Abnormalities After Expanding TiDB Nodes

translator_bot · June 22, 2024, 4:36pm

Note:
This topic has been translated from a Chinese forum by GPT and might contain errors.

Original topic: 扩容tidb节点后异常

| username: Leox

There were originally two TiDB nodes. After I scaled down one node and then scaled up one node to a new machine, the new TiDB node exhibited some abnormal behavior.

Conducting sysbench tests separately through the two TiDB nodes, the old node had a much higher QPS than the new node, and there were many errors during the new node’s test.
Old node:

image1380×434 214 KB

New node:

When doing prewarm through the new TiDB node, after a long period of preheating, it reported error 9002, tikv server timeout.

image1380×300 177 KB
There are frequent region scheduling warnings in the TiKV node logs.

1d3fe918c1f2f00fba8d7685f6fc7d71865×631 76 KB
Some errors appeared in the new TiDB node.

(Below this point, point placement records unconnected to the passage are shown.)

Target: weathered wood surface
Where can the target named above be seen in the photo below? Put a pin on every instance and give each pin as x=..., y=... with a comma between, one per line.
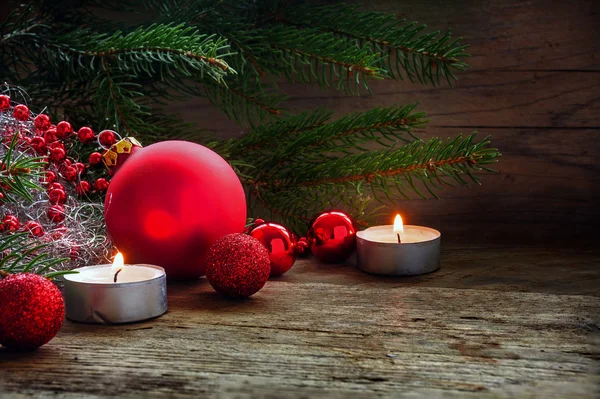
x=504, y=322
x=534, y=86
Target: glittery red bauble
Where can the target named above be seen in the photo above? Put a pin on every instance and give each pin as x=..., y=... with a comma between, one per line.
x=21, y=112
x=280, y=243
x=42, y=122
x=31, y=311
x=85, y=135
x=237, y=265
x=56, y=213
x=35, y=229
x=63, y=129
x=332, y=237
x=4, y=102
x=169, y=202
x=95, y=158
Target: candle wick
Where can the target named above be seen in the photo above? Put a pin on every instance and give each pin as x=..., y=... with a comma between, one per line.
x=116, y=274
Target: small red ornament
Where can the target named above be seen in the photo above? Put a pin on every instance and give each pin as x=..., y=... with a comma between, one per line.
x=95, y=158
x=31, y=311
x=21, y=112
x=42, y=122
x=280, y=243
x=237, y=265
x=107, y=138
x=39, y=145
x=35, y=229
x=57, y=196
x=332, y=237
x=4, y=102
x=10, y=223
x=56, y=213
x=70, y=173
x=63, y=129
x=101, y=184
x=50, y=136
x=83, y=187
x=85, y=135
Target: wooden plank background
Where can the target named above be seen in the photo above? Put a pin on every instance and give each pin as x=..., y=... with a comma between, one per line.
x=534, y=86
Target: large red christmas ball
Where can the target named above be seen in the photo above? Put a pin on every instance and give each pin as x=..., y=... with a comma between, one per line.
x=332, y=237
x=237, y=265
x=31, y=311
x=280, y=243
x=170, y=202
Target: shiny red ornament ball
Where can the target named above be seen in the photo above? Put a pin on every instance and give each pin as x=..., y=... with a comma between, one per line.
x=35, y=229
x=101, y=184
x=332, y=237
x=31, y=311
x=63, y=129
x=21, y=112
x=56, y=213
x=4, y=102
x=42, y=122
x=95, y=158
x=237, y=265
x=83, y=187
x=107, y=138
x=85, y=135
x=10, y=223
x=170, y=202
x=280, y=243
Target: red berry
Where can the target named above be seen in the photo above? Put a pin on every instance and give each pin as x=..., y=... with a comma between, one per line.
x=95, y=158
x=101, y=184
x=35, y=229
x=10, y=223
x=42, y=122
x=70, y=173
x=49, y=177
x=83, y=187
x=50, y=136
x=39, y=145
x=57, y=196
x=56, y=213
x=4, y=102
x=85, y=135
x=21, y=112
x=63, y=129
x=107, y=138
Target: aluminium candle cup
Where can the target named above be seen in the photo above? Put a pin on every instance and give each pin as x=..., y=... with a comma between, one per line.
x=398, y=259
x=115, y=303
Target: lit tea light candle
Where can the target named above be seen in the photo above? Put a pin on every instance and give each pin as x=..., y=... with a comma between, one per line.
x=398, y=249
x=117, y=293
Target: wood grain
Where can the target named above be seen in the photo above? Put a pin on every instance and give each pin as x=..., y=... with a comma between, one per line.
x=488, y=324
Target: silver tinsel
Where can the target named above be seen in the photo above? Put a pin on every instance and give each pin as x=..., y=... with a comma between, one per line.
x=82, y=236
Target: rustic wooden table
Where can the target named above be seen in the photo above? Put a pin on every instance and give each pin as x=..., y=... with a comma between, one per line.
x=496, y=322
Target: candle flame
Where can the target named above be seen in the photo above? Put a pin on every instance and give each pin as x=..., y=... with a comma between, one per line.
x=398, y=225
x=118, y=263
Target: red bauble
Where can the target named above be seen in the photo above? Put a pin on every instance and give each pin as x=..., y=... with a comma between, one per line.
x=4, y=102
x=63, y=129
x=332, y=237
x=85, y=135
x=237, y=265
x=101, y=184
x=95, y=158
x=56, y=213
x=21, y=112
x=42, y=122
x=170, y=202
x=35, y=229
x=280, y=243
x=31, y=311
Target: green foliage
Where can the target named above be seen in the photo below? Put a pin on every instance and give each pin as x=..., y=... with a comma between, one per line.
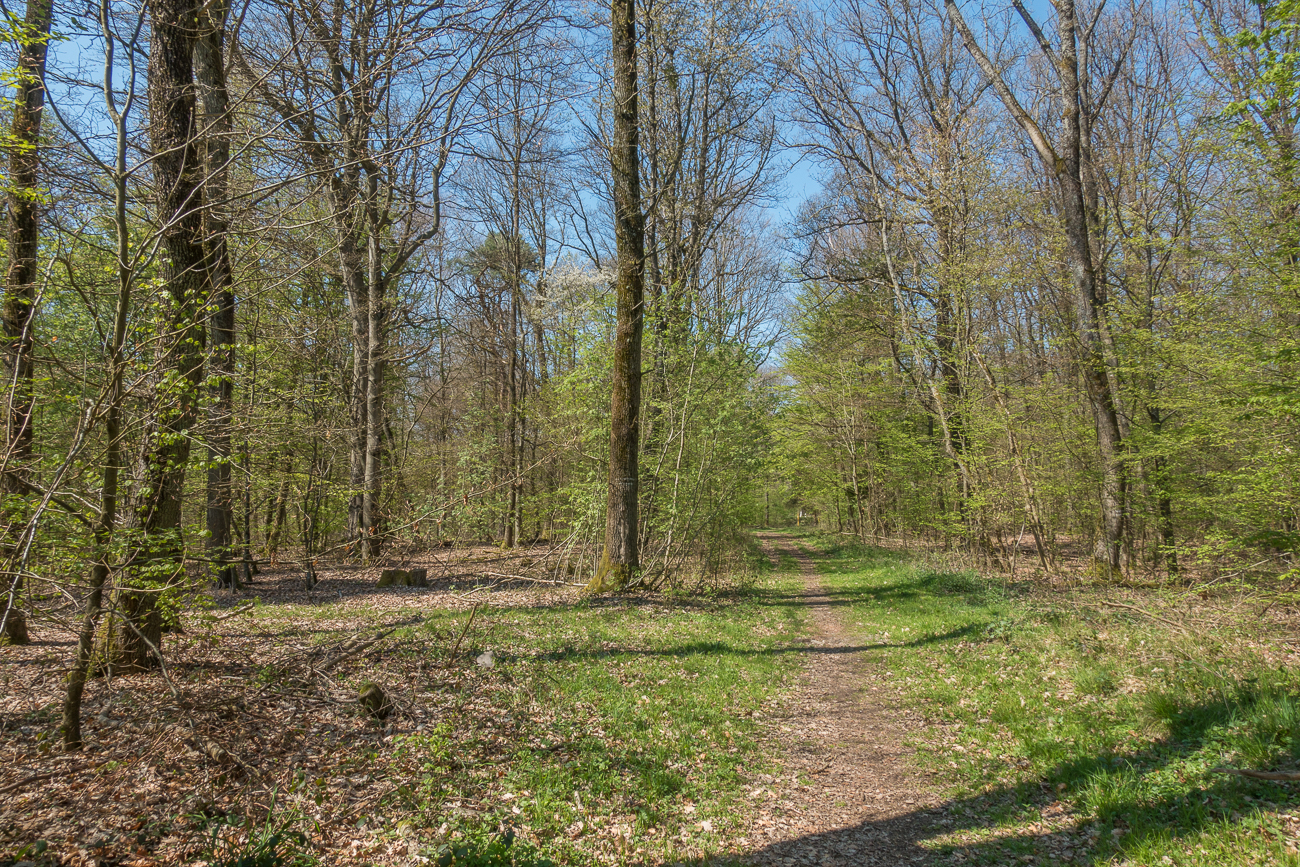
x=1119, y=720
x=274, y=842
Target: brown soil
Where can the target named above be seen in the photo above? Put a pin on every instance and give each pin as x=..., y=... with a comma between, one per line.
x=848, y=794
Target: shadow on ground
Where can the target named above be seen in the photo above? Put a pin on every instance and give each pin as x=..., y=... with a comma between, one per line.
x=1010, y=818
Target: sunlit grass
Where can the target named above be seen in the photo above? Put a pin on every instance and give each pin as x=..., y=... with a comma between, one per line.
x=1080, y=733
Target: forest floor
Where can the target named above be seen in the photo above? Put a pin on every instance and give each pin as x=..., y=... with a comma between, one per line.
x=848, y=706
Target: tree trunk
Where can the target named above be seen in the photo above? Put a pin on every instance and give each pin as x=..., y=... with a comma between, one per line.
x=211, y=74
x=376, y=338
x=1064, y=168
x=20, y=298
x=620, y=560
x=156, y=559
x=1090, y=312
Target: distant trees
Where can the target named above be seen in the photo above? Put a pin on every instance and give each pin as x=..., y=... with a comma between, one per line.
x=1116, y=354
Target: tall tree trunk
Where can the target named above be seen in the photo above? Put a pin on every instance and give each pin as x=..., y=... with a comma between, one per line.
x=376, y=339
x=1064, y=168
x=359, y=304
x=156, y=559
x=103, y=550
x=620, y=560
x=211, y=76
x=1083, y=272
x=20, y=298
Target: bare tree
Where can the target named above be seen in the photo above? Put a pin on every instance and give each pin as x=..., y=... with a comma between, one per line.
x=373, y=98
x=209, y=61
x=620, y=559
x=1066, y=168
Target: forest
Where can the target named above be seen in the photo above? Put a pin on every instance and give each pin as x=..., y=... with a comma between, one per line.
x=391, y=386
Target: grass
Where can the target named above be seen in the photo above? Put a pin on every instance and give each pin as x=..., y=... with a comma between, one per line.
x=1066, y=731
x=605, y=731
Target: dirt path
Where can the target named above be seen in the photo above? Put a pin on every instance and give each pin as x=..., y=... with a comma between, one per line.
x=848, y=794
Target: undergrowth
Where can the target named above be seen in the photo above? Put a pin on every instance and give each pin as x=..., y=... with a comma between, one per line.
x=1074, y=731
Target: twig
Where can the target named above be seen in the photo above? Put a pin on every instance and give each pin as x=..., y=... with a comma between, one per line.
x=468, y=623
x=524, y=577
x=242, y=608
x=14, y=787
x=352, y=651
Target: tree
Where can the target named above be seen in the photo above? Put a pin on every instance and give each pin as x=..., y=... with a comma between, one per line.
x=209, y=60
x=1065, y=165
x=155, y=562
x=620, y=559
x=20, y=297
x=373, y=98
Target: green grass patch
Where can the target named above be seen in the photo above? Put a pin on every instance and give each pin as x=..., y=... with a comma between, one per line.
x=1073, y=732
x=618, y=728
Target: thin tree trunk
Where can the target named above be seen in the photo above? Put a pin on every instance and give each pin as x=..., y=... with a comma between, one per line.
x=620, y=560
x=103, y=554
x=156, y=560
x=376, y=338
x=211, y=77
x=1064, y=167
x=20, y=297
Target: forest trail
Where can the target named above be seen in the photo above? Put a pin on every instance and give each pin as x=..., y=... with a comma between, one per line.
x=848, y=796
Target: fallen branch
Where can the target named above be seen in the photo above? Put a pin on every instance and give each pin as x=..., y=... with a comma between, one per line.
x=219, y=618
x=524, y=577
x=455, y=650
x=1279, y=776
x=1145, y=614
x=14, y=787
x=351, y=651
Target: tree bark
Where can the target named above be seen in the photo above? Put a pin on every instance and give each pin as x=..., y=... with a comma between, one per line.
x=20, y=298
x=211, y=76
x=155, y=563
x=1064, y=167
x=620, y=560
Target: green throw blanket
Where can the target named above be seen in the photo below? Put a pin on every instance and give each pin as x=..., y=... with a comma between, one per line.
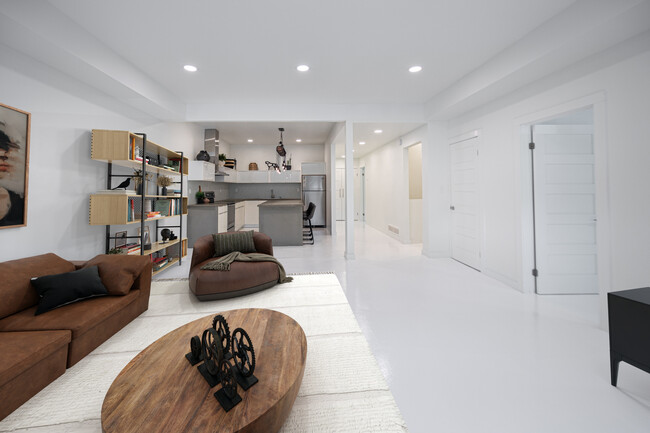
x=223, y=263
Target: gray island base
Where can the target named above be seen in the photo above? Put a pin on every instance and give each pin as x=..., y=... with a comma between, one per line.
x=282, y=221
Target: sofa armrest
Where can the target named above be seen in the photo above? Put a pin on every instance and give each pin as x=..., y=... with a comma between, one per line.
x=202, y=250
x=263, y=243
x=78, y=264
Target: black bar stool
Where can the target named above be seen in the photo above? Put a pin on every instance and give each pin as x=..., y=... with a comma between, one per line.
x=308, y=231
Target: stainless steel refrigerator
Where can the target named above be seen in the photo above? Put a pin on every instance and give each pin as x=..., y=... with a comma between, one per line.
x=313, y=190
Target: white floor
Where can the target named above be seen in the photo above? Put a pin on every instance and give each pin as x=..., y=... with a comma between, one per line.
x=465, y=353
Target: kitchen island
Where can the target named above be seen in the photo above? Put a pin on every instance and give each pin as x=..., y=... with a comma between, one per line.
x=282, y=221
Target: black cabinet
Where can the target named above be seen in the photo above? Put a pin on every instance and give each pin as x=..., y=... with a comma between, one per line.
x=629, y=329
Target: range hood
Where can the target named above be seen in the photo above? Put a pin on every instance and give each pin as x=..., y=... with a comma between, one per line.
x=211, y=145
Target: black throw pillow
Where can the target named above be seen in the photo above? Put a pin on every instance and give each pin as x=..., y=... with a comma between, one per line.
x=62, y=289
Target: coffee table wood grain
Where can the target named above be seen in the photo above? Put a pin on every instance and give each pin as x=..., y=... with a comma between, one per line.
x=159, y=391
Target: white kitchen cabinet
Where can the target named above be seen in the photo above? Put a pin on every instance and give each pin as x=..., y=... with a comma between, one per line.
x=240, y=212
x=252, y=213
x=201, y=170
x=222, y=219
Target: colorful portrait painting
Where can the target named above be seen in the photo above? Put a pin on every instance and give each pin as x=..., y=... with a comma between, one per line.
x=14, y=163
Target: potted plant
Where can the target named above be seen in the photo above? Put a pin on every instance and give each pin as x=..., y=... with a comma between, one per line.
x=164, y=182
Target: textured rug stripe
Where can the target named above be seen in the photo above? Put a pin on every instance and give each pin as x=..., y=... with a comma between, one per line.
x=359, y=413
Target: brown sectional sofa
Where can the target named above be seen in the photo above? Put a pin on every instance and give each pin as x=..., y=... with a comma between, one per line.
x=35, y=350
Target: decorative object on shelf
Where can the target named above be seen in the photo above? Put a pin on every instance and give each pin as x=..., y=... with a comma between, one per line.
x=164, y=182
x=272, y=166
x=165, y=234
x=124, y=184
x=200, y=196
x=230, y=163
x=14, y=166
x=203, y=156
x=146, y=239
x=280, y=147
x=137, y=179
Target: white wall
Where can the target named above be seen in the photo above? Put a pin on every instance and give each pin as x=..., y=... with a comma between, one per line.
x=259, y=153
x=621, y=135
x=61, y=174
x=387, y=192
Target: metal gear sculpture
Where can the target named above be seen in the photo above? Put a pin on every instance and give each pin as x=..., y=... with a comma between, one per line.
x=243, y=352
x=212, y=351
x=227, y=378
x=221, y=326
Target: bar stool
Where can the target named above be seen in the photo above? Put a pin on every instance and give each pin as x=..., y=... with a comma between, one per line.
x=308, y=231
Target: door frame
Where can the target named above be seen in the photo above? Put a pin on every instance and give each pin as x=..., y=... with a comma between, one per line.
x=521, y=129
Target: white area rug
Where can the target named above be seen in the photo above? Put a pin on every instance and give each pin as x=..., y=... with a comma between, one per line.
x=343, y=389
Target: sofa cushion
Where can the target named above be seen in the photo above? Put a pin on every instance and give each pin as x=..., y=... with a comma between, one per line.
x=15, y=287
x=118, y=272
x=226, y=243
x=61, y=289
x=78, y=317
x=20, y=351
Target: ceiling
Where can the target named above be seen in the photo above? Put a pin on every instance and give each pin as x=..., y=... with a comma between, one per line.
x=358, y=51
x=128, y=56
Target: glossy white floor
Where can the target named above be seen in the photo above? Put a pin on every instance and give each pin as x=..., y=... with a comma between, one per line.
x=465, y=353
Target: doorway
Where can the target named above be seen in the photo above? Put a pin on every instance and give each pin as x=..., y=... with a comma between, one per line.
x=359, y=193
x=465, y=234
x=415, y=193
x=564, y=204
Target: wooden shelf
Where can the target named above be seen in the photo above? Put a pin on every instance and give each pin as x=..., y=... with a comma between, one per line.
x=114, y=147
x=113, y=209
x=107, y=209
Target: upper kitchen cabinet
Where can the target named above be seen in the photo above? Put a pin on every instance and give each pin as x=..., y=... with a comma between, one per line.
x=201, y=170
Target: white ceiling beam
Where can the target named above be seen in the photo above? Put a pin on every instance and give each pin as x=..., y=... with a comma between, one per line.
x=586, y=28
x=49, y=36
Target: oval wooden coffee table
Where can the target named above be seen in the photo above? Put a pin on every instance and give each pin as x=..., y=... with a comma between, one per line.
x=159, y=391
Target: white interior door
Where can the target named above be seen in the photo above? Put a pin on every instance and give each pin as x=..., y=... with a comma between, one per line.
x=565, y=209
x=465, y=246
x=340, y=194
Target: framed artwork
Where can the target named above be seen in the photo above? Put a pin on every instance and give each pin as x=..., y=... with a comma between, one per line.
x=120, y=240
x=14, y=166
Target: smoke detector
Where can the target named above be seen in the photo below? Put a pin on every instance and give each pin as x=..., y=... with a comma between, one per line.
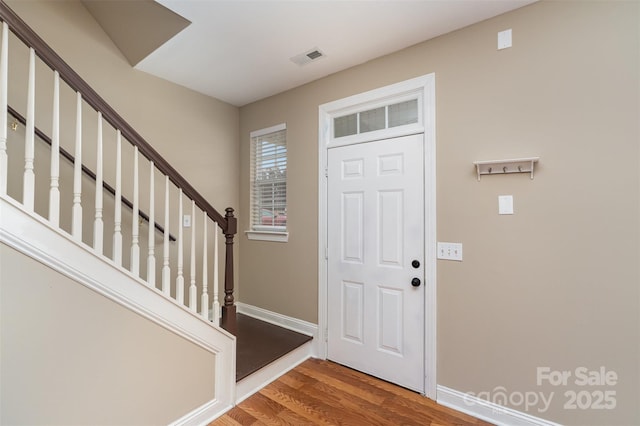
x=309, y=56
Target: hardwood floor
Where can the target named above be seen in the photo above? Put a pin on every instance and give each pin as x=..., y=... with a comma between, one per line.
x=324, y=393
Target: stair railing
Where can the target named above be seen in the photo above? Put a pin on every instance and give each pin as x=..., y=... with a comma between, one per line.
x=199, y=206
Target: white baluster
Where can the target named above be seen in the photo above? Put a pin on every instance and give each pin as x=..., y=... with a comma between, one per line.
x=4, y=78
x=29, y=188
x=193, y=301
x=180, y=277
x=151, y=259
x=117, y=227
x=76, y=221
x=135, y=224
x=204, y=303
x=98, y=225
x=216, y=303
x=166, y=271
x=54, y=191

16771517643561874×988 162 KB

Is there any solution for this?

translator_bot · June 22, 2024, 4:36pm

| username: Leox | Original post link

Directly deleted the original cluster, created a new cluster after checking, still encountered the above issue. The error log of the new TiDB node is as follows:

translator_bot · June 22, 2024, 4:36pm

| username: Kongdom | Original post link

If the issue persists after rebuilding, it might be due to hardware configuration problems with the new machine. Are the bandwidth, IOPS, memory, and CPU up to standard or consistent with the original node?

translator_bot · June 22, 2024, 4:36pm

| username: Leox | Original post link

The new node has the same conditions as the original node except for the hard drive, but TiDB shouldn’t be hard drive-intensive, right?

translator_bot · June 22, 2024, 4:36pm

| username: db_user | Original post link

Are the versions of the various components unified? If not rebuilt, it might be a cache issue with TiDB itself. If rebuilt, it feels like a resource issue or a version issue.

translator_bot · June 22, 2024, 4:36pm

| username: Kongdom | Original post link

Is it a mixed deployment?

translator_bot · June 22, 2024, 4:36pm

| username: Leox | Original post link

The new node is not mixed.

From configuration one to configuration three, the newly added machine in configuration three has only one NUMA node, which is equivalent to half of the first three machines.

translator_bot · June 22, 2024, 4:36pm

| username: Leox | Original post link

The versions are consistent. After rebuilding, shouldn’t the versions all be the same?

translator_bot · June 22, 2024, 4:36pm

| username: h5n1 | Original post link

Check if there are any network issues between the newly added node and the other nodes.

translator_bot · June 22, 2024, 4:36pm

| username: Leox | Original post link

I checked with iperf and it does seem to be a network issue. The network cards are the same, so I’ll try changing the network cable

translator_bot · June 22, 2024, 4:36pm

| username: Kongdom | Original post link

There are monitoring options in Grafana to view network conditions.

translator_bot · June 22, 2024, 4:36pm

| username: Leox | Original post link

Thank you, everyone! It worked normally after changing the network cable. @ Kongdom @ db_user @ h5n1

translator_bot · June 22, 2024, 4:36pm

| username: Leox | Original post link

Got it, thanks!

translator_bot · June 22, 2024, 4:36pm

| username: Kongdom | Original post link

translator_bot · June 22, 2024, 4:36pm

| username: system | Original post link

This topic was automatically closed 60 days after the last reply. New replies are no longer allowed.